الرئيسية » الشرق الأوسط » Iraq Sunnis Flee Violence, Not ISIS
An Iraqi child refugee in the Kurdistan Region. Photo: Rudaw
An Iraqi child refugee in the Kurdistan Region. Photo: Rudaw

Iraq Sunnis Flee Violence, Not ISIS

By Judit Neurink

SULAIMANI, Kurdistan Region – The world is blaming the Islamic State of Iraq and Syria (ISIS) for fighting in Iraq to set up an Islamic state, but that is not the real story, say refugees from Tikrit and Samarra, who found safety in the northern Kurdistan Region. What the world does not realize, they say, is that a Sunni revolution is underway to liberate Iraq from its Shiite prime minister.

Sunnis did not flee their areas because they fear the establishment of an Islamic Republic, but out of the fear of violence: Getting caught in the fighting between Iraqi troops of Prime Minister Nouri al-Maliki and what the world considers to be fighters of the ISIS, an al-Qaeda breakaway.

“ISIS is a facade,” says Thaer, who just arrived in the second-largest Kurdish city of Sulaimani in a car packed with family members and belongings. Over 6,000 families from Tikrit and Samarra arrived here in just a matter of days when the fighting reached their towns and surrounding villages. As most cheap motels have filled up, Thaer was still looking for a place for the night.

“Nobody accepts the idea that these fighters are ISIS,” he goes on to say. “We know that in part they are from Saddam’s former military.  They are revolutionary and mujahedeen.”

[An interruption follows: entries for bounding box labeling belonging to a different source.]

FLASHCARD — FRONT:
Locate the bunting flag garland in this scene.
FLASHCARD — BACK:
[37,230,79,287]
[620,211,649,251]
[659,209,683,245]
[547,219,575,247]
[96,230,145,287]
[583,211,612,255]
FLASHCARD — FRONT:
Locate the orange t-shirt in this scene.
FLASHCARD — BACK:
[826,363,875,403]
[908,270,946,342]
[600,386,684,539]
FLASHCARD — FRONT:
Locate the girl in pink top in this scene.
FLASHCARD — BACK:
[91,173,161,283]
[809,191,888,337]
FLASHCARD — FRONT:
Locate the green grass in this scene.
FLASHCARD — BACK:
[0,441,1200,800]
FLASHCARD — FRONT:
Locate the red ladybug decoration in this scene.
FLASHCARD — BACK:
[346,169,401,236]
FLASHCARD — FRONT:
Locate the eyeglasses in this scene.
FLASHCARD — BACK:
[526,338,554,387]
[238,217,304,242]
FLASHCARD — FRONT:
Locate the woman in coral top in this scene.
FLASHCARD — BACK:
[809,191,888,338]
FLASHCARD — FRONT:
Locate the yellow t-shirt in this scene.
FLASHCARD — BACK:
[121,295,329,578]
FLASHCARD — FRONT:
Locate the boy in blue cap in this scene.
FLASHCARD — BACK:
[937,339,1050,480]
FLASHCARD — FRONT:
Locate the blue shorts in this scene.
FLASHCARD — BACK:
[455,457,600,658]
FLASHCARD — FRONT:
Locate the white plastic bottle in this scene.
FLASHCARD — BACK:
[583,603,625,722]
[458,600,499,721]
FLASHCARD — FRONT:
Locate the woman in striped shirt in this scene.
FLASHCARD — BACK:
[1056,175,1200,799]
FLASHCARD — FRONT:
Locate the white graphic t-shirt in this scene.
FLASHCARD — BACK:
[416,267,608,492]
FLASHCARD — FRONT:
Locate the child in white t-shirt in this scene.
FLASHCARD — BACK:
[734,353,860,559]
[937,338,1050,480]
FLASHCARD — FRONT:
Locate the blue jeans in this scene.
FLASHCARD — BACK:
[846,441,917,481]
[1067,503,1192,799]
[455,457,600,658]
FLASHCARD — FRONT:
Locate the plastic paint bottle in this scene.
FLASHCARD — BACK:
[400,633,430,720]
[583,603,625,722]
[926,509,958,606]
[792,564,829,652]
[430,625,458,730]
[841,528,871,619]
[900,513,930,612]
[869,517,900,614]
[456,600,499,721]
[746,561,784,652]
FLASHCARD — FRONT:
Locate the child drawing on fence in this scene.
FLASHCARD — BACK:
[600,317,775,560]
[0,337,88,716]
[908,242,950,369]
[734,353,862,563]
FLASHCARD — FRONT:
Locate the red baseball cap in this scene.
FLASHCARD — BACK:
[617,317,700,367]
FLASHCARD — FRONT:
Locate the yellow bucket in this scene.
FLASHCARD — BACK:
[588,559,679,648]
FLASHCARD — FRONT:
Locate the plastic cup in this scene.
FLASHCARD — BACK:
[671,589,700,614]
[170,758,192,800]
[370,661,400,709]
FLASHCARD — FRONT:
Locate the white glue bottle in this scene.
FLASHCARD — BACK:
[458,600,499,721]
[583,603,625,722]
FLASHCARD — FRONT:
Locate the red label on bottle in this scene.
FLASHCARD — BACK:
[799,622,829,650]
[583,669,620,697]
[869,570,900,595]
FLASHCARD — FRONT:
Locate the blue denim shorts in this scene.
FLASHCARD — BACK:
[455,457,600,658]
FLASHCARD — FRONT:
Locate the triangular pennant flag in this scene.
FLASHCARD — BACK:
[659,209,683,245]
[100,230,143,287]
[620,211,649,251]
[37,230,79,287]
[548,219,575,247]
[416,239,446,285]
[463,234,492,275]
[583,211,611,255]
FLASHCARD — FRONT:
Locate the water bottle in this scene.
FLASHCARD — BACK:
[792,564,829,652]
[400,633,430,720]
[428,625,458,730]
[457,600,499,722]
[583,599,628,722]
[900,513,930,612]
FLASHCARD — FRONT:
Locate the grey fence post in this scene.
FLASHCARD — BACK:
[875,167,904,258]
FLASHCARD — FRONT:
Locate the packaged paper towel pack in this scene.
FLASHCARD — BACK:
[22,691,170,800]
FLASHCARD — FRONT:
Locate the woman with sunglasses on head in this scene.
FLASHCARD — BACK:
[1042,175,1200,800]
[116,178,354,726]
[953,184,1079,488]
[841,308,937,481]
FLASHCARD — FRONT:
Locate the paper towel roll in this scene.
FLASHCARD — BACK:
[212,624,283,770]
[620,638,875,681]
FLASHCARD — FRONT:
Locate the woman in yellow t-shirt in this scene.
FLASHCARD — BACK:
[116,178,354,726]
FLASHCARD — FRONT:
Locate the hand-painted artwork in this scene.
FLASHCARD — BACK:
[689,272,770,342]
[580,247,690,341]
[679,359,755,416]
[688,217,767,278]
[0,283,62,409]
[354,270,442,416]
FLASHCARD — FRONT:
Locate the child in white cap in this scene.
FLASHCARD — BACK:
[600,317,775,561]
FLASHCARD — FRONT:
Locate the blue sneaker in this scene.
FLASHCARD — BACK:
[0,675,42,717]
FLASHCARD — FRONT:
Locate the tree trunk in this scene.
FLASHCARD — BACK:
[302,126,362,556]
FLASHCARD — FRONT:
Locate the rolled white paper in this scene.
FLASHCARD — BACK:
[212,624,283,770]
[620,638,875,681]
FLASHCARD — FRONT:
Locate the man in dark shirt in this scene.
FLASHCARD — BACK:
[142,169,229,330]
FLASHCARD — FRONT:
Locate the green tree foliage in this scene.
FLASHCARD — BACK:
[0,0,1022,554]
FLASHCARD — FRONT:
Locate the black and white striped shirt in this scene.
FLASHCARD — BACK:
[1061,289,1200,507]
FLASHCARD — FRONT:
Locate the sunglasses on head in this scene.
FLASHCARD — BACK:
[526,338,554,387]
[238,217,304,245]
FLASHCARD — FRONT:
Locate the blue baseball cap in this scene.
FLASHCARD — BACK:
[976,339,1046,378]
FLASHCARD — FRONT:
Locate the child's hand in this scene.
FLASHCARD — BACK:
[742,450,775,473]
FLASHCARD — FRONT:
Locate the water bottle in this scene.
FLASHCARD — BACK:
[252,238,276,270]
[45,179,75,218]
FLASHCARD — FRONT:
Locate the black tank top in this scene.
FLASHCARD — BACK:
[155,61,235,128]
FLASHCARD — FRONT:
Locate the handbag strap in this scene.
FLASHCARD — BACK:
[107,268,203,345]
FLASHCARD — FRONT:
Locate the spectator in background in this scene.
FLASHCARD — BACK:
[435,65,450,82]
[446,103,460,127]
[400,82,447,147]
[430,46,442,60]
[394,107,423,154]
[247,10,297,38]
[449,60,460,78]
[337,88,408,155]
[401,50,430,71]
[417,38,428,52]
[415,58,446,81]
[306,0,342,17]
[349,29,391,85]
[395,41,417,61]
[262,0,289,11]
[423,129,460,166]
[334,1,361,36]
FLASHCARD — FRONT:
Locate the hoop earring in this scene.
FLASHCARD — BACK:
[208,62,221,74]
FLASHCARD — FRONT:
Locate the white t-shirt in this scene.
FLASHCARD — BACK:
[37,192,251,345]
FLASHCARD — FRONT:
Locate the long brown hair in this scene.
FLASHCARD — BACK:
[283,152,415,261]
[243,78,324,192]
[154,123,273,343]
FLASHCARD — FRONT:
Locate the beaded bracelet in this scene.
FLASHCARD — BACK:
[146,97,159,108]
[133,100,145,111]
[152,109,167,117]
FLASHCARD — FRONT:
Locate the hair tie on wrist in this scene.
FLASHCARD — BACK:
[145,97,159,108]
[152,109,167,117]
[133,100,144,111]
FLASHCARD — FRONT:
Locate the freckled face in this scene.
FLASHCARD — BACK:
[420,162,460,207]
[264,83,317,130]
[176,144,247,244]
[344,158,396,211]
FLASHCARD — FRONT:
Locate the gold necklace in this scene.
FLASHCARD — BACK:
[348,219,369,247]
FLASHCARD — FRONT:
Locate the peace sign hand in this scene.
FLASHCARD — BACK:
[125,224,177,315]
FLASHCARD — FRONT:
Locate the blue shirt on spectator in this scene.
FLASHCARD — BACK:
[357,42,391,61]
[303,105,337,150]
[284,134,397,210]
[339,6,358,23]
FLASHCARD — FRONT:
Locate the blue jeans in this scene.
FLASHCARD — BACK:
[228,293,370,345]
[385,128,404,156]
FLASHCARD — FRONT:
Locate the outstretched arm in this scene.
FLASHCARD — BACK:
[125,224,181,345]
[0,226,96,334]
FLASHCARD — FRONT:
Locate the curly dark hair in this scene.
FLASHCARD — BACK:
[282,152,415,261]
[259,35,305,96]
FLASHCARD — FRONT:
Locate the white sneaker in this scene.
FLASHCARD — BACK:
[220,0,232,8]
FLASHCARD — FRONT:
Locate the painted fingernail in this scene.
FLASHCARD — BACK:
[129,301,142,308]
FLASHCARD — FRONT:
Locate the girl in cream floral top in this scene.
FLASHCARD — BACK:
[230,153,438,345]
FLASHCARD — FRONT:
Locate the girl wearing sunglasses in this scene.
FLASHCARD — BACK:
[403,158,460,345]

According to Thaer only five percent of the coalition of Sunni fighters confronting the Iraqi army belongs to ISIS, a notion that is echoed by many of the other refugees from the area. People get annoyed when asked about ISIS — or “daash” in the local vocabulary.

It is an invention by Maliki,” says 18-year-old Rokan, who fled with his family from a village near Tikrit. “For him, every Sunni is a member of daash. He declared us to be the enemy.”

Some of the refugees say that Maliki paints ISIS as the Islamic threat to Iraq, using this propaganda to get international support. And that gives Iran a reason for military intervention.

From the stories of refugees, it is clear that the fighters confronting the Iraqi army now comprise as many as 20 groups, with ISIS just one of many.

The picture that emerges is one of a resistance movement gaining speed, after a year and a half of protests against what Sunnis perceived as discrimination by Maliki, who they accuse of neglecting their regions and jailing them in large numbers.

As he ignored the demonstrations, and even used force to stifle them. Frustration came to a head when Maliki even emerged as the frontrunner in recent parliamentary elections.

Former soldiers and leaders of the protest movement worked together with Muslim fighters, amongst them ISIS, to “liberate” Mosul” in the language of most refugees.

Then, others joined in: Frustrated former military officers and soldiers who were not accepted in the new and mostly Shiite army; activists in the protest movement; former members of Saddam’s Baath party; even members of the militia that the Americans once set up to fight al-Qaida have joined.

In Tikrit, Saddam’s birthplace and once considered his city, the fighters were welcomed by an organization that had been working underground for months.

Anything is better than Maliki, the refugees say — like many Iraqis said in 2003 about Saddam. But the American liberators then only brought a Shiite majority in power that discriminated against the Sunnis, who now seem to depend on Saddam’s men again.

That is clear because, even though apart from ISIS a number of other Muslim groups are involved, none of the refugees is really afraid of an Islamic State being formed.

“They are ignorant people, they don’t know what the role of Islam is,” says Abed, a former lieutenant in Saddam’s army. “We saw them drinking alcohol, how Islamic is that,” his son Anwar snorts.

The fear gripping the West, about an Islamic State being formed in Iraq, hardly seems to touch the Iraqi Sunnis. Even though most of them are religious, they are far more moderate than ISIS, and hardly anyone longs for an Islamic State. It will not come to that, Abed declares: “Few really support daash. Those who do, just do so from fear.”

Once we get rid of Maliki, the problem of the radical Muslim groups will disappear, seems to be the shared opinion of many. People look at what happened in Mosul, where a Sunni coalition brought peace and security. They cannot believe that rulers try to win the hearts of the people, like ISIS did in Syria, to then introduce Islamic rule.

For the moment the main thought is simple, as worded by Abed: “Anything is better than Maliki. We need a government to save us, and to bring us justice.”